Image Dir Iterator¶
Documentation¶
- Class name:
ImageDirIterator
- Category:
cspnodes
- Output node:
False
The ImageDirIterator node is designed to iterate through images in a specified directory, providing functionality to access and manipulate image files based on directory structure and file properties. This node is likely to facilitate operations such as image retrieval, sorting, and processing, aiming to streamline workflows that involve handling multiple images stored in a directory.
Input types¶
Required¶
directory_path
- Specifies the path to the directory containing images.
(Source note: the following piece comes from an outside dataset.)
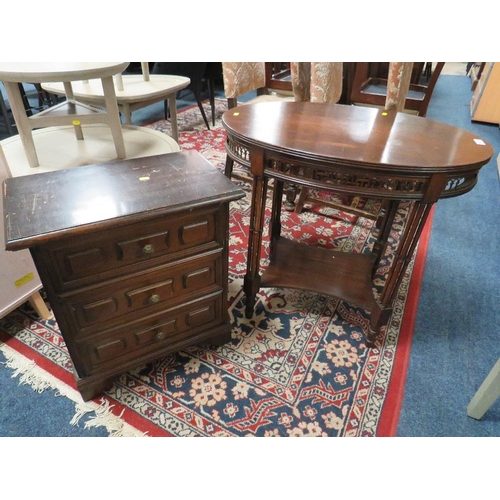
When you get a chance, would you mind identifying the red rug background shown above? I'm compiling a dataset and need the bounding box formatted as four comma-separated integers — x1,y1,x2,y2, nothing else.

This path is used to locate and iterate through the image files for processing.
- Comfy dtype:
STRING
- Python dtype:
str
image_index
- An index to specify which image to retrieve from the sorted list of images in the directory. This allows for sequential or specific access to images.
- Comfy dtype:
INT
- Python dtype:
int
Output types¶
image
- Comfy dtype:
IMAGE
- The image retrieved from the directory at the specified index, processed and returned as a tensor.
- Python dtype:
torch.Tensor
- Comfy dtype:
string
- Comfy dtype:
STRING
- The filename of the retrieved image, without its extension, providing a means to identify or reference the image.
- Python dtype:
str
- Comfy dtype:
Usage tips¶
- Infra type:
CPU
- Common nodes: unknown
Source code¶
class ImageDirIterator:
@classmethod
def INPUT_TYPES(cls):
return {
"required": {
"directory_path": ("STRING", {}),
"image_index": ("INT", {"default": 0})
}
}
RETURN_TYPES = ("IMAGE", "STRING")
FUNCTION = "get_image_by_index"
CATEGORY = "cspnodes"
def get_image_by_index(self, directory_path, image_index):
# Get list of image files sorted by modification time (most recent first)
image_files = sorted(
[os.path.join(directory_path, f) for f in os.listdir(directory_path)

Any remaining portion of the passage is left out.